Saturday, July 02, 2016

Debt is Good

Yves Smith writes today at Naked Capitalism that today’s debt fears are unfounded; a premise which, I believe, is doubly flawed.

The first is that I see no evidence for the premise that there is any real fear of national debt, since governments everywhere talk about “austerity” and yet continue to crank out deficit spending at ever increasing levels. Republican control of Congress in this country cut our annual deficit from $1 trillion down to just under half that, but pandering in a national election year and fear mongering after a couple of European terrorist incidents has driven it right back up to the $1 trillion ballpark again.

Ms. Smith betrays her Harvard and Goldman Sachs background on an almost daily basis, and tells us in today’s exercise in delusion that (all emphasis is mine),

After the 2008-2009 financial meltdown brought many OECD economies to a standstill, there was a brief revival of fiscal activism. Many OECD governments initially responded with large fiscal stimulus packages, while bailing out influential financial institutions. Major developing countries also put in place well designed fiscal stimulus packages including public infrastructure investment and better social protection.

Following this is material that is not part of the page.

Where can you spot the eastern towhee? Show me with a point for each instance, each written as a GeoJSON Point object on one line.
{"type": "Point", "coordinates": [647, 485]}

I would have liked for her to name one nation which did such a thing and describe the nature in which the package was “well designed,” the specific infrastructure in which it invested, and the social protection it provided, because I was paying attention and I didn’t see any.

She certainly wasn’t talking about the American “stimulus package,”  which was woefully small, was far too heavily invested in tax cuts which are pitiful in terms of stimulating the economy, and invested in such things as “high speed rail” projects, the first one of which broke ground seven years later and connects two small towns in California which are 85 miles apart.

She should go have lunch with Paul Krugman. They’d make a nice couple.

1 comment:

  1. bruce7:15 PM

    Meh... I think if a nation ever budgeted close to how a household or a business does (income = outgo), I'd fall over in a faint.